Not only it improves the trade flow with outside countries, but it also incentivizes domestic innovation, by promoting risk-taking, problem solving and other skills of that type. Moreover, the fact that their ideas can be taken into account, motivates society in less developed countries to promote ideas, to be more creative and, therefore, to create a more competitive market. In less developed countries, policymaking on IPR isn’t a priority, thus we can see the lack of entrepreneurship within the local economies. By having innovation and promoting technological advances, less developed countries can have a greater chance of entering the international trade system and earn huge benefits by having the intellectual property rights stablished (Ezell, 2019).
Consequently, we can see that due to the interconnected world we live in, less developed countries have a better access to new technology and techniques. For example, the EU is working together with the region through supporting international firms and doing business in order to promote development. Thus, IPR is beneficial for exporters, importers, manufacturers, and delivery companies by creating a more jobs and, therefore, an exponential economic growth. It is known that economic growth leads to a better and faster development of the economy, since people become wealthier and are able to afford a better education, invest, innovate and have a better lifestyle. Leading a less developed country to institutional changes towards an IP, can help many families scape the poverty cycle that they are trapped in due to the inequality levels within the State (IPKEY, 1970)
According to the IPKey (International Cooperation), there are European firms working together with other countries from all over the world. It is in the best interest for everyone that we ensure quality rights by protecting our ideas, since IPR is key for every business, regardless of the size of the firm. Also, the European Union has been a pioneer within the protection and promotion of Intellectual Property Rights, by collaborating and cooperating with other countries in the world. By creating digital tools and a network of IPR, the EU has been committed to make equal conditions and guarantee fair trade within all the entities in the network. Intellectual rights are behind the merits of most of the European firms, this is due to how patents push towards a more innovative economy and businesses become more valuable, creating more jobs and a greater GDP every year (IPKEY, 1970)
On the other hand, the EU is also trying to work with China, which isn’t a less developed country anymore, by enforcing transparency and improving the implementation of intellectual property rights and IP enforcement system. Likewise, the EU es willing to facilitate the access to European firms to the Chinese market and raise awareness of the importance of IP in the region. It is very hard to access the Chinese market since they are already one of the most innovative and technological countries in the world and the competition in the region is very high. Similarly, the structure of the market and the power of China’s government isn’t a way of making cooperation and collaboration with European firms easier. It is a major threat for the European companies that China does not respect or enforce the IPR since there are many problems with IP stealing and lack of protection level with new innovative ideas from every European country (IPKEY, 1970)

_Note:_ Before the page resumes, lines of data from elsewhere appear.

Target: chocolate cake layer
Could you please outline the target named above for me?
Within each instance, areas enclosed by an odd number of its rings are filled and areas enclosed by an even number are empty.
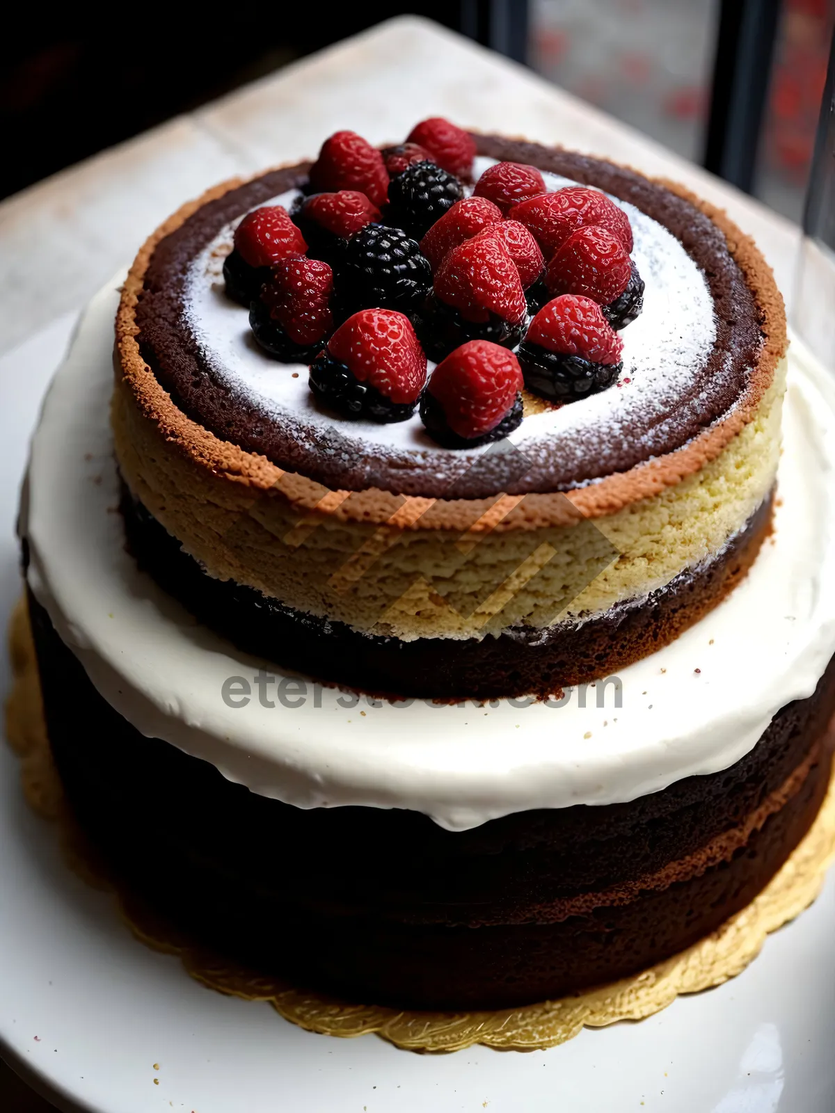
[[[758,304],[731,254],[726,232],[717,223],[719,215],[713,219],[680,189],[600,159],[498,136],[475,139],[480,155],[530,162],[593,185],[631,203],[668,228],[705,275],[714,299],[717,335],[709,356],[694,368],[675,413],[660,420],[648,406],[618,444],[607,444],[605,460],[595,437],[581,445],[571,443],[570,452],[568,445],[562,451],[557,442],[548,443],[542,451],[531,451],[521,475],[510,457],[492,453],[483,466],[470,469],[456,480],[455,496],[573,489],[664,456],[727,414],[745,394],[752,368],[760,359],[766,309]],[[344,423],[341,426],[338,422],[327,437],[317,434],[311,442],[285,423],[269,420],[253,400],[232,394],[213,371],[213,354],[200,347],[187,323],[186,286],[191,260],[229,221],[288,189],[304,187],[308,169],[310,164],[299,164],[273,170],[222,193],[196,207],[156,245],[136,307],[141,355],[176,405],[198,425],[244,450],[264,454],[283,469],[338,490],[373,486],[400,494],[444,498],[450,491],[450,473],[433,471],[431,457],[416,461],[414,454],[383,457],[371,449],[347,451],[347,442],[340,442]],[[736,229],[727,234],[738,235]],[[740,248],[743,239],[737,239],[735,249]],[[758,255],[753,265],[764,266]],[[770,278],[766,283],[770,290],[769,283]],[[772,290],[770,296],[779,301],[776,292]]]
[[[222,954],[357,1001],[510,1006],[657,962],[756,895],[828,782],[835,664],[736,765],[630,804],[462,833],[305,811],[139,735],[31,598],[30,612],[56,761],[114,868]]]
[[[746,575],[770,528],[772,502],[713,559],[648,598],[616,604],[580,624],[412,641],[363,633],[207,575],[127,491],[122,514],[140,568],[238,649],[328,683],[443,700],[547,696],[609,676],[669,644]]]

In conclusion, the European Union is making cooperative efforts with less developed countries to enforce and promote Intellectual rights in order to improve their markets value, innovation and competition. By making an improvement in IP, less developed countries are able to make better trading partners, improve manufacturers quality and increase the quantity of exports and imports. Most of the IP protection is beneficial for these regions since it can create a greater economic growth, job creation and an increase in the GDP. Overall, IP is a powerful tool that must be considered soon in every competitive market. A side from many countries that don’t respect intellectual property, countries and organization have to work together in order to generate regulations and enforce it on every market.